Retailer Comet comes crashing down to Earth as it shuts up shop
As Comet last night closed its doors for the final time in its 79-year history, recriminations over the latest high street collapse were well under way.
The failure of Britain’s second largest specialist electrical goods chain at what should be its busiest time of the year has left a string of victims in its wake – from the near-7,000 employees who have lost their jobs to the unpaid suppliers, landlords owed rent and customers with unfulfilled orders or worthless gift vouchers. Unsecured creditors are owed more than £230 million (€283 million) and have little prospect of recovering their cash.
Despite receiving more than 100 expressions of interest for all or parts of the business, administrators were unable to find a suitable buyer. The website and brand name may yet find a taker, but any deal will be at a knockdown price.

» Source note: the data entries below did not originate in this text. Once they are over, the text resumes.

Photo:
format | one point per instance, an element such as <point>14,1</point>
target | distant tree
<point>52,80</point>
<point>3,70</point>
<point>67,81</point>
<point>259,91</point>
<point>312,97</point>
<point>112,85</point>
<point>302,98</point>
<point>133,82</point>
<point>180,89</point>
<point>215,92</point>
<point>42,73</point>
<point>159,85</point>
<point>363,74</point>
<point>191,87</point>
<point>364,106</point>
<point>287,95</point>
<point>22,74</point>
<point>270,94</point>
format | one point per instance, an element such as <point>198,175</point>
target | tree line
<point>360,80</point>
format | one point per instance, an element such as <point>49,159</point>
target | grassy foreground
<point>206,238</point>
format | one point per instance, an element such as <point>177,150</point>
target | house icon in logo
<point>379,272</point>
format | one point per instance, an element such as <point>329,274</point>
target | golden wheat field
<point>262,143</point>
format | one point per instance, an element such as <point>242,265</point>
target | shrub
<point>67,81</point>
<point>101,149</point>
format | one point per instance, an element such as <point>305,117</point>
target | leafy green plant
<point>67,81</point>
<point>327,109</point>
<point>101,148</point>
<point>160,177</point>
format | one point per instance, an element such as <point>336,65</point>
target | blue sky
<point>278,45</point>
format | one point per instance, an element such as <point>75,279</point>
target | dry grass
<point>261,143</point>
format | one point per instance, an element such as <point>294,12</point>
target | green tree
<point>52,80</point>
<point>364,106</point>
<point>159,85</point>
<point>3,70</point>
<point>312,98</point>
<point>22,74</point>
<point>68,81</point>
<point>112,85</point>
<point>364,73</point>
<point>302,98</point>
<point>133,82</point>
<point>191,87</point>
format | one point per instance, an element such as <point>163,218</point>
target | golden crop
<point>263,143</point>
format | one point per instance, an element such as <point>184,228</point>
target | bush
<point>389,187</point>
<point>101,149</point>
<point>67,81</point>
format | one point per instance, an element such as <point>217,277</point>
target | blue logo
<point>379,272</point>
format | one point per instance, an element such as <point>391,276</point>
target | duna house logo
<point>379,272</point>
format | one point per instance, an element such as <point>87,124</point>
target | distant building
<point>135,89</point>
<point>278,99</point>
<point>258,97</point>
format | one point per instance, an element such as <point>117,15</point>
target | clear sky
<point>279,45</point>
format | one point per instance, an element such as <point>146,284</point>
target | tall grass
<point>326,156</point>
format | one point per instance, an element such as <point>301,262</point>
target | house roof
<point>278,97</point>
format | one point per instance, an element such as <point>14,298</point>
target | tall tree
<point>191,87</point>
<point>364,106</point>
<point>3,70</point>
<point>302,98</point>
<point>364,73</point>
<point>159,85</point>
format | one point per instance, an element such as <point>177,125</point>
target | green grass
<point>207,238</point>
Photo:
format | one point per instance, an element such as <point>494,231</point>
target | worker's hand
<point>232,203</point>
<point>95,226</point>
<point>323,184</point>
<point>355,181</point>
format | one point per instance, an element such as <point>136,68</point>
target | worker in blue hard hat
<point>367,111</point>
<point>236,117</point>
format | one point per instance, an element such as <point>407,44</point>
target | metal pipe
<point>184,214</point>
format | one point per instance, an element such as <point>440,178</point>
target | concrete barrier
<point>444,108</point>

Shoppers flocked to Comet yesterday in an unsentimental search for bargains, reminiscent of the record trading enjoyed by Woolworths in its final weeks. Queues of shoppers formed outside some Comet stores but those hoping to bag an iPad or wide screen TV were disappointed: uneasy suppliers started restricting stock to the chain months ago amid fears they would not be paid, and there were few real bargains in the final hours.
Among the biggest losers in the Comet collapse, the highest-profile retail failure since Woolworths shut up shop in 2008, is the taxpayer.
Such is the state of the company’s finances, it is unable to foot a redundancy bill estimated at about £23 million, leaving the government’s redundancy payments service to pick up the tab. On top of that, Comet owes about £26 million in taxes that Her Majesty’s Revenue Customs will now be unable to collect.
It is a different story for secured creditors, principally Comet’s private equity owner, OpCapita, the self-styled turnaround specialist that took control of the loss-making company last February with a promise it would keep the business open for 18 months. The key to OpCapita’s status as a secured creditor is the way in which the purchase of Comet, for a nominal £1, was structured via a secured loan.
Run by former investment banker Henry Jackson, OpCapita also received a £50 million dowry when it bought Comet and is set to pocket the £50 million or so raised from the sale of the retailer’s stock in recent weeks.
The administrator, Deloitte, puts the total amount owed to OpCapita at £145 million, which means that, although it is still out of pocket, its rate of recovery is far more favourable than for the unsecured creditors, who have been warned they stand to recover less than 1 per cent of the money owed.
It has also emerged that the restructuring firm and its backers charged the ailing Comet little short of £13 million in financing and monitoring fees over the past nine months, which seems an extraordinary figure for a business that was trading heavily in the red.
Little wonder, then, that British business secretary Vince Cable has launched an inquiry into the Comet collapse, to be carried out by the Insolvency Service. Investigators will examine the full circumstances surrounding the company’s failure and, depending on their findings, could recommend further action.
The department for business also said it was reviewing the insolvency regulatory framework, to see if “it remains fit for purpose”. There is no suggestion of any wrongdoing in the Comet deal, but it is true that OpCapita placed itself at the head of the queue for cash in the event of a collapse.
It leaves a bitter taste for the thousands of Comet staff facing a future without jobs.
The roll call of retailers to have collapsed this year is lengthy, from fashion chain Peacocks to sports retailer JJB, Game Group and Past Times.
Further retail casualties are expected, the biggest of which could well be HMV. The retailer, which employs about 5,000 and has about 230 stores, warned last week that its sales were still falling and it expected to breach its banking covenants in the new year.